Is there an assembly manual available for the 1966 GTO's.

I can find ones for the '67 model but none for the '66.

Trying to tidy up some details.

Thanks to all who respond.

Omni:cheers


----------



## Goat Roper (Oct 28, 2014)

https://www.amazon.com/Pontiac-Tempest-LeMans-Repair-Reprint/dp/B00435KTRW


----------



## Pinion head (Jan 3, 2015)

Unfortunately, no reproduction Assembly Manuals are avail for '66 Pontiac A body's. 
The '67 Pontiac A body Assembly Manual has been out for 25 years, & it's one of the poorer quality reproduced Assembly Manuals, many pages are next to impossible to make out. Cant say, I'd recommend it to a '66 restorer, so many items on a '67 are different than ona '66, though a few items would crossover. 


Have several copies of the '70 & '71 Pontiac Abody Assembly Manual. Bought first copies in the early 90's. Also own the '71, 72, 73 Pontiac Service Manuals, along with the '71 Fisher Body Manual. By prob a 100-1 ratio, I access the '71 Assembly Manual many times more than the '71 Pontiac Service Manual. The Pontiac Service Manual is helpful, but has its share of errors as it was printed quite a few months before actual model year production began.

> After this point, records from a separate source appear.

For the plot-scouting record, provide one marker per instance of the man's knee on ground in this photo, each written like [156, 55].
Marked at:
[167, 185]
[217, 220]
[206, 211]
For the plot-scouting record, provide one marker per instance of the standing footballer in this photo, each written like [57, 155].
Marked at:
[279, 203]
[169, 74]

The nice thing about the few yes of reproduced factory Assembly Manuals, one can read the revisions in top right corner, & spot when Pontiac Engineering required a change. Very very valuable info when documenting differences in production, & embarking on a very high level restoration.


----------



## budro (Sep 11, 2016)

I saw a shop manual with a cd on ebay maybe that would help.


----------